Another aside: one of the problems Belgian brewers face is that, perhaps driven by price competition among the macrobrewers, people expect beer to be cheap. As a result, Kristof noted that he earned more last year from the 4000 people who paid to visit his brewery than he did from selling beer.

He brews seasonals and specials, plus three standards of Belgian brewing as his regulars: Dubbel, Tripel and Quadrupel, all of them spiced and the Dubbel being amber from hibiscus flowers, rather than the more usual brown.

BPB shopfront
Beer Project Brussels is quite a different kettle of wort. Its beers are much more in the modern fusion vein, so for example there's one that crosses a Tripel with a Bavarian-style Hefeweizen, a Belgian IPA brewed with bread Sumerian-style, and a Belgian twist on Black IPA. The beer recipes were crowd-sourced via social networking, with founders Olivier de Brauwere and Sébastien Morvan contract-brewing at Brouwerij Anders in Limburg.
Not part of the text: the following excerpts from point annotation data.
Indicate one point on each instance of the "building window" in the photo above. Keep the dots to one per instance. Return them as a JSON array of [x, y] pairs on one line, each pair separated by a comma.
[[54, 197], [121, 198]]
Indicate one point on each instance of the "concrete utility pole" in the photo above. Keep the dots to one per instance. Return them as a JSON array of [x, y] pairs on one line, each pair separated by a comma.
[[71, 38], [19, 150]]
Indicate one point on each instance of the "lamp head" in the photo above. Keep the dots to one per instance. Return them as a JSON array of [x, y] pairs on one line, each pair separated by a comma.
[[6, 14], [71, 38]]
They also part-funded their new pilot brewery in central Brussels via crowdfunding, with more than 1200 people contributing €160 each, for which they are each due to receive 12 beers a year for the rest of their lives. (That looks like a pretty good deal to me – maybe 10% to 15% return on investment. I assume it excludes shipping though!)
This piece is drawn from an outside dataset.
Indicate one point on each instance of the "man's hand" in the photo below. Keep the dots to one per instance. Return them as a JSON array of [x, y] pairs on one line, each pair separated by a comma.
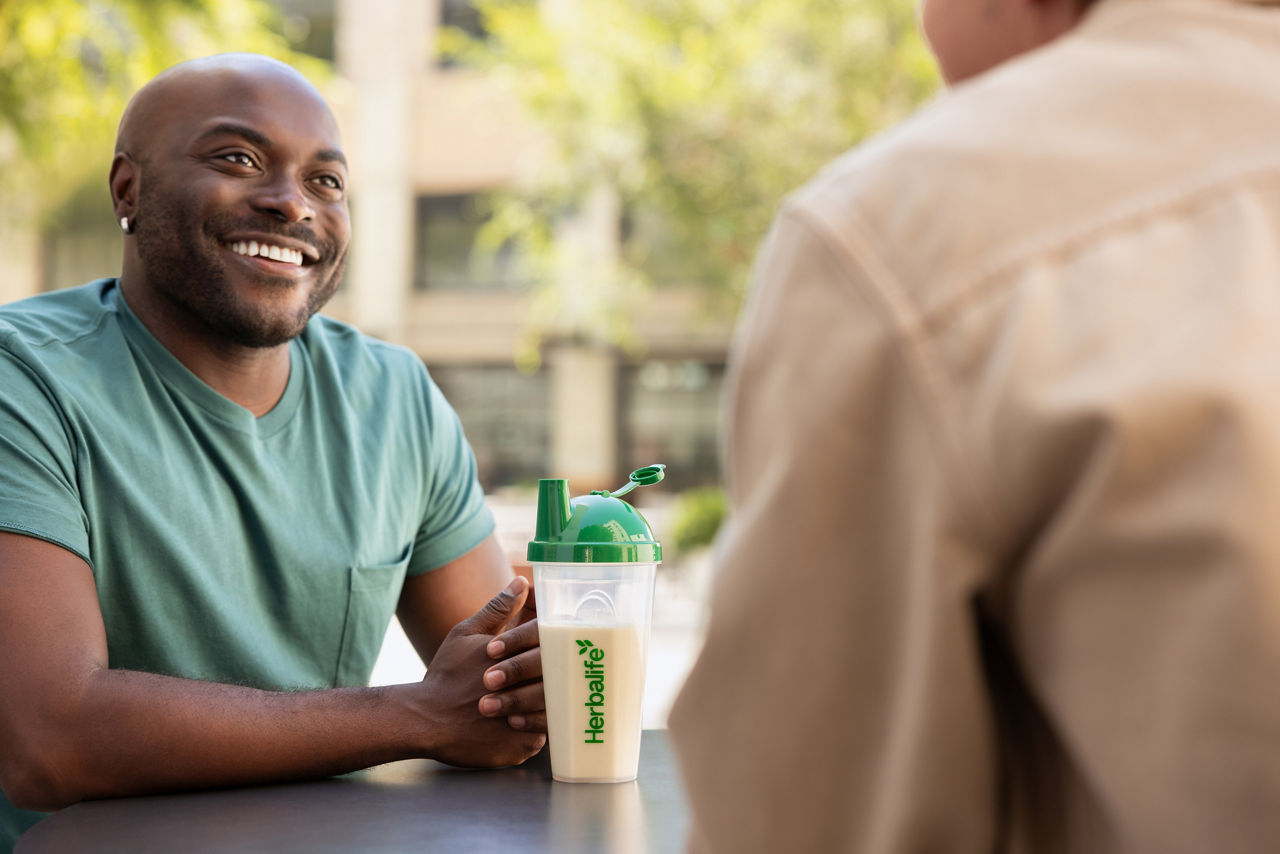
[[520, 672], [470, 726]]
It's bigger on the inside!
The result is something like a Tardis – when I visited BPB's address at the scruffier end of Antoine Dansaert Straat last week I found a dusty unassuming shopfront. Behind this, they were at work building a small shop and tasting room, but walk deeper in and the whole place opens up into a big 500 square metre workspace, lined with bare brick walls and fitted with a shiny new Braukon 10hl brewkit. Since I visited, photos on Facebook show that the first 10hl fermenters have arrived, as has a bottling line capable of filling 1500 bottles an hour.

So far, so micro. But as I mentioned, this is only intended as a pilot brewery – the most successful of the new recipes will go to Brouwerij Anders for full-scale brewing.

The two strands of non-macro Belgian brewing could almost exist in different worlds. In one of the sessions, a Family Brewers speaker mentioned that on average it took their members 1.2 years to introduce a new beer – that's 14 months, though I think several of them are rather faster now! By comparison, the Beer Project plans to create (they prefer the term co-create, as they'll use input from social networks) 20 new beers each year.

The consequence? The BFB speaker added that “family brewers really think things through and think of the next generation.” In contrast, the younger breweries are happy to do short-run specials and one-offs – you could argue that they prioritise the drinkers, on the basis that if they're happy the company will do well. It's an old, old chasm, and one which both sides will need to bridge.